The report, coinciding with its Digital Transformation Asia event in Kuala Lumpur, said the demands of successful digital transformation meant it was "essential" that an operator needs one leader to take charge of both network and IT parts of the business.
Catherine Haslam, Senior Analyst, TM Forum, said: “A decade ago, the demarcation between the CTO and CIO roles was clear and obvious: The CTO was responsible for the technical delivery and operation of the network, while the CIO’s domain was to provide the IT systems used by staff and customer-facing systems.
“Today, the reality for CSPs is that demand for capacity and data usage are growing far more quickly than revenue is rising. Yet, no matter how dramatic, efficiency gains alone are not enough. Networks must also support new services and capabilities in an agile, flexible and dynamic way. These capabilities are best enabled by IT.”
The report said an operator's digital transformation success hinges upon the CTIO, whose tasks have evolved beyond those of the CTO and CIO to incorporate more consumer facing and strategic duties.
Haslam added: “A labyrinth of complexity sits behind a simple title change. The differences in skills, tools, timescales, working practices, not to mention culture, is vast. The modern CSP technology leader is a rare breed who crosses many skill-set barriers. Not only merging IT skills and engineering knowledge, but also embracing characteristics more traditionally associated with business leaders, marketing teams and strategy advisors.
"Where once the technology leader was judged by throughput speeds, capacity gains and coverage, today’s CTIO is often rewarded based on meeting business objectives, not technical key performance indicators (KPIs). One technology leader we interviewed even stated that his company measured CTIO success on improvements in customer value.”
The report also highlighted how the vendor/operator relationship needs to evolve to reflect the evolution of networks and ongoing virtualisation projects.

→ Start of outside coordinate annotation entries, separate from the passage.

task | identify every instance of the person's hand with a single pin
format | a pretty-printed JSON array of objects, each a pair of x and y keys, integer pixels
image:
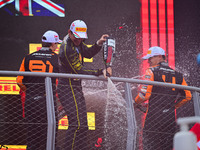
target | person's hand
[
  {"x": 102, "y": 39},
  {"x": 107, "y": 72}
]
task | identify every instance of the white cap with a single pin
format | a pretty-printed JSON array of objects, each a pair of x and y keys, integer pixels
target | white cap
[
  {"x": 154, "y": 51},
  {"x": 79, "y": 29},
  {"x": 51, "y": 37}
]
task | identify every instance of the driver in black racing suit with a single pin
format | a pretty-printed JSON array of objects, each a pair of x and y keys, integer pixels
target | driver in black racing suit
[{"x": 72, "y": 50}]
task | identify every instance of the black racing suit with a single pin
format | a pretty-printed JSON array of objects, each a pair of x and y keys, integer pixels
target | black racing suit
[
  {"x": 70, "y": 91},
  {"x": 160, "y": 125},
  {"x": 44, "y": 60}
]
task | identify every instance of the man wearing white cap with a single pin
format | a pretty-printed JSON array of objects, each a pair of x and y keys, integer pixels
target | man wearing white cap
[
  {"x": 71, "y": 54},
  {"x": 44, "y": 60},
  {"x": 160, "y": 125}
]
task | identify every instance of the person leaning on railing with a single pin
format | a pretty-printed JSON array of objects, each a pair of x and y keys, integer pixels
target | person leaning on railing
[
  {"x": 71, "y": 54},
  {"x": 160, "y": 126},
  {"x": 44, "y": 60}
]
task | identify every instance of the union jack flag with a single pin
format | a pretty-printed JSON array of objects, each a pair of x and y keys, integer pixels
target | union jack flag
[{"x": 32, "y": 8}]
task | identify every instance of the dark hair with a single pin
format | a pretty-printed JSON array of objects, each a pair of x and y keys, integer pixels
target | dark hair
[{"x": 45, "y": 44}]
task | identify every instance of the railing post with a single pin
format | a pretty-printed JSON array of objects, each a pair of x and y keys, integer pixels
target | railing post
[
  {"x": 196, "y": 100},
  {"x": 132, "y": 126},
  {"x": 51, "y": 131}
]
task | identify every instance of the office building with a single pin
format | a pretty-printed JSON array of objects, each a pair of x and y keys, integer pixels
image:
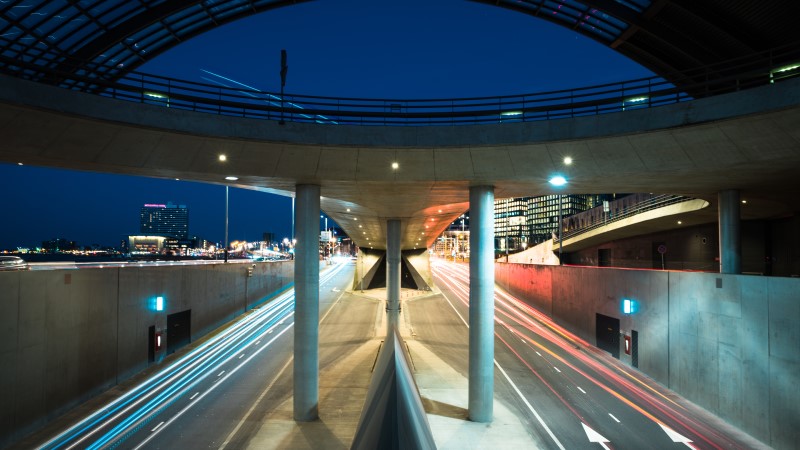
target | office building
[
  {"x": 165, "y": 220},
  {"x": 526, "y": 221}
]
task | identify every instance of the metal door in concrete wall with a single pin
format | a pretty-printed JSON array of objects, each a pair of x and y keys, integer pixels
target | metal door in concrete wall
[
  {"x": 151, "y": 344},
  {"x": 658, "y": 252},
  {"x": 604, "y": 257},
  {"x": 179, "y": 330},
  {"x": 607, "y": 333}
]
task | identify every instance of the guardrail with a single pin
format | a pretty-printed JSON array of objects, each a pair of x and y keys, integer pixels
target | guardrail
[
  {"x": 656, "y": 202},
  {"x": 741, "y": 73}
]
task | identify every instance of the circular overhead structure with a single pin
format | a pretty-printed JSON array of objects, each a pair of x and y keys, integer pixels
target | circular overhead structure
[{"x": 109, "y": 38}]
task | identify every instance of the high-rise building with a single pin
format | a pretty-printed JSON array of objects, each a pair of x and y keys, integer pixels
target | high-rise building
[
  {"x": 527, "y": 221},
  {"x": 165, "y": 220}
]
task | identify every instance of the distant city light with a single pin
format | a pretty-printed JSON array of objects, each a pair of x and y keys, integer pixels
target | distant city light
[{"x": 636, "y": 100}]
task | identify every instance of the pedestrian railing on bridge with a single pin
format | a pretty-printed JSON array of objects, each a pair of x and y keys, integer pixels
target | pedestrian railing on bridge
[{"x": 742, "y": 73}]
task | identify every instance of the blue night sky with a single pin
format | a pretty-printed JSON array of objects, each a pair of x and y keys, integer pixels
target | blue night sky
[{"x": 350, "y": 48}]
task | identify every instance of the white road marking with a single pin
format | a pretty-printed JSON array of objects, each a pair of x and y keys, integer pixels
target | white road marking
[
  {"x": 272, "y": 383},
  {"x": 513, "y": 385},
  {"x": 595, "y": 436}
]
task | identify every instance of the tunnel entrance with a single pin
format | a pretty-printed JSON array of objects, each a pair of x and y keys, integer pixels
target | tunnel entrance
[
  {"x": 179, "y": 330},
  {"x": 607, "y": 334}
]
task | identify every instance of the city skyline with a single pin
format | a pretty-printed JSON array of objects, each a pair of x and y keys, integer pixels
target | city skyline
[{"x": 410, "y": 50}]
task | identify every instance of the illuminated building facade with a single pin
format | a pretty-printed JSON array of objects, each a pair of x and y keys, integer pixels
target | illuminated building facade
[
  {"x": 526, "y": 221},
  {"x": 165, "y": 220}
]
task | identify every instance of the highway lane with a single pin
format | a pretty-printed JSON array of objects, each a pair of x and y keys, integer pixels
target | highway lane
[
  {"x": 570, "y": 394},
  {"x": 198, "y": 399}
]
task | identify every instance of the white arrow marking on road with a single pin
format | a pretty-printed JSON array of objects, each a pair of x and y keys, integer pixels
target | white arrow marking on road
[
  {"x": 595, "y": 436},
  {"x": 675, "y": 436}
]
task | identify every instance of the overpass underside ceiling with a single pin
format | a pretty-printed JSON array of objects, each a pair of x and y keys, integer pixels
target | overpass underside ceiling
[
  {"x": 757, "y": 153},
  {"x": 108, "y": 39}
]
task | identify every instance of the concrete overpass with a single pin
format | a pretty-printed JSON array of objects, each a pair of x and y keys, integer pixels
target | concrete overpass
[
  {"x": 728, "y": 143},
  {"x": 746, "y": 141}
]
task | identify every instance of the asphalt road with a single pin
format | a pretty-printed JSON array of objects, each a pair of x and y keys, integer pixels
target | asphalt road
[
  {"x": 212, "y": 394},
  {"x": 570, "y": 394}
]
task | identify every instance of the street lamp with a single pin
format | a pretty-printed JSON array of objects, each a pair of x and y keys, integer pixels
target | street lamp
[
  {"x": 226, "y": 223},
  {"x": 559, "y": 181}
]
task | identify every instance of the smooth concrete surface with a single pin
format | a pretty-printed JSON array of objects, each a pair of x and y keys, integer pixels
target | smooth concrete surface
[
  {"x": 306, "y": 316},
  {"x": 728, "y": 343},
  {"x": 344, "y": 382},
  {"x": 420, "y": 261},
  {"x": 730, "y": 241},
  {"x": 694, "y": 148},
  {"x": 66, "y": 335},
  {"x": 393, "y": 265},
  {"x": 481, "y": 303},
  {"x": 366, "y": 266}
]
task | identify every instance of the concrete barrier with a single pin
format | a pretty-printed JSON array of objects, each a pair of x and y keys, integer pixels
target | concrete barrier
[
  {"x": 67, "y": 335},
  {"x": 729, "y": 343}
]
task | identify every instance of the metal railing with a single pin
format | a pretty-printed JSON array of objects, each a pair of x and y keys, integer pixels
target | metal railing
[
  {"x": 656, "y": 202},
  {"x": 741, "y": 73}
]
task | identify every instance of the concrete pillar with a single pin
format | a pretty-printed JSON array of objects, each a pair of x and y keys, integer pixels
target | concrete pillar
[
  {"x": 481, "y": 303},
  {"x": 306, "y": 314},
  {"x": 393, "y": 268},
  {"x": 730, "y": 242}
]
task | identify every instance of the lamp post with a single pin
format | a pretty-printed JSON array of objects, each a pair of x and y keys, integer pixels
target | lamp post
[
  {"x": 226, "y": 223},
  {"x": 559, "y": 181},
  {"x": 560, "y": 229}
]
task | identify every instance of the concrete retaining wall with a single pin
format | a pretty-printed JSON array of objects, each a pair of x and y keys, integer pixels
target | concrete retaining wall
[
  {"x": 66, "y": 335},
  {"x": 730, "y": 343}
]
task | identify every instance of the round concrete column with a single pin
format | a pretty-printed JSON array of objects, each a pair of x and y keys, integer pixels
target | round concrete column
[
  {"x": 306, "y": 314},
  {"x": 481, "y": 303},
  {"x": 730, "y": 243},
  {"x": 393, "y": 269}
]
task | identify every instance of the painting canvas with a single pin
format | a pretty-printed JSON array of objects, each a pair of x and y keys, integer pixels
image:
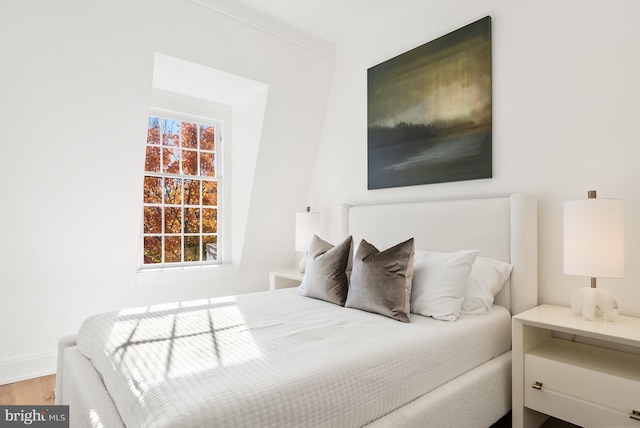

While operators polled empathised with the challenges vendors are facing, they also expressed frustration at them lagging behind their requirements for virtualisation and DevOps.
Haslam added: “Network evolution and virtualization is complicated. It involves not only changes in behavior from CSPs and its technology leaders, but also in the vendor community.
"Just like CSPs, suppliers must change the way they develop, deliver and charge for products and services.”